After reading Alan's adorable story of how he met his wife I didn't want to hijack UL's thread about online dating and women wanting kids, but I love reading about how people met their spouses/SO's. Everyone's story is unique and such a key part of the trajectory of their lives. I mean, I simply wouldn't be living in San Francisco and my career wouldn't have gone at all in the direction it did if I had never met SO. But now I can't even imagine being 50 year old JP and still living in NYC and what that would even look like.
Anyway, I'll start. I met SO in a pizza place. I'd been out with a couple of friends for happy hour on a friday night. My friends were going to see the second Lord of the Rings movie after we finished eating. I'd found the first LOTR movie to be PAINFULLY boring so I was just going to have an early night. Then a super cute red haired guy walked in with a couple of friends. They ended up sitting with us and as soon as his friends found out I was just going home afterwards they insisted that I join them and go to another bar. One beer later I was going home, just not alone...

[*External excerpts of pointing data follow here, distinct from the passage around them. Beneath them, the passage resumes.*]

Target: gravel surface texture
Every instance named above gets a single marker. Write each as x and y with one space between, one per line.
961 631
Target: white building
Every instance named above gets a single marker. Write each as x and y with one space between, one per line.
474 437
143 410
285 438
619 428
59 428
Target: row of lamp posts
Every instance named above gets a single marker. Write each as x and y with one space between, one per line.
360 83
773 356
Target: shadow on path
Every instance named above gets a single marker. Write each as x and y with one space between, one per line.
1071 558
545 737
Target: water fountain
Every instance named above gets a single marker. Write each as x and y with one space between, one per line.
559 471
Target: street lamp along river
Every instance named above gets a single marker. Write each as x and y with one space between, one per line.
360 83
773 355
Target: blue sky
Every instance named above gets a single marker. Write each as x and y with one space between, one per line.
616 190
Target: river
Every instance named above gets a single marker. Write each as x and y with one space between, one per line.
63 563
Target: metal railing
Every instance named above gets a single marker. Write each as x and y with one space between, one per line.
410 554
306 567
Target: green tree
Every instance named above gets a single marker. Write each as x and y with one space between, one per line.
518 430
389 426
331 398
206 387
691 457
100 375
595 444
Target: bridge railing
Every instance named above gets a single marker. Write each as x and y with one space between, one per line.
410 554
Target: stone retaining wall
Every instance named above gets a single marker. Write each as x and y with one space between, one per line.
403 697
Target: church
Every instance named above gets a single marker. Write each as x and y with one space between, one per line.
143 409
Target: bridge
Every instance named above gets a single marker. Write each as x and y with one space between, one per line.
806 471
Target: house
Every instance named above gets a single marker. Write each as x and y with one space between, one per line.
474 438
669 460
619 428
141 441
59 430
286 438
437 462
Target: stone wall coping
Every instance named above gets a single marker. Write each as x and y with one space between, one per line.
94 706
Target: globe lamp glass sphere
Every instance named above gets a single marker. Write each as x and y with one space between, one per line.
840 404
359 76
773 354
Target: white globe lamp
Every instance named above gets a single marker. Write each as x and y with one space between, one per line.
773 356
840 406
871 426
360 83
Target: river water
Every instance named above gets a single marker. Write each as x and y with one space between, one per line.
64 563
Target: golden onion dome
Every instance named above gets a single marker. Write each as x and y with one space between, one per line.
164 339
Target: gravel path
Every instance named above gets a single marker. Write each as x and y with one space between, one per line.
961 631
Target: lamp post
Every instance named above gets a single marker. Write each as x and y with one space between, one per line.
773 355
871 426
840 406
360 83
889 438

A couple of months later something happened to make me decide that he was "the one". He'd mentioned that he had always wanted to walk across the Brooklyn Bridge. So, one weekend he had come into NYC and we'd been running around all day and I said "there's one more place I want to go." I didn't say where, but we got on the subway and I took us to the Brooklyn side of the bridge where there's a station that you can literally walk out of the station onto the bridge pedestrian path. As we start walking back towards Manhattan he said "Wow! I didn't realize Brooklyn had such an amazing skyline!" I said "Turn around." He did, and said "What's that?" I said "That is the Brooklyn skyline..." He laughed and laughed at his mistake and spent the next week telling the story to anyone who would listen. I figured that anyone who was comfortable enough with themselves to do that must be a genuinely good person.
And now, almost 16 years later I guess the rest is history.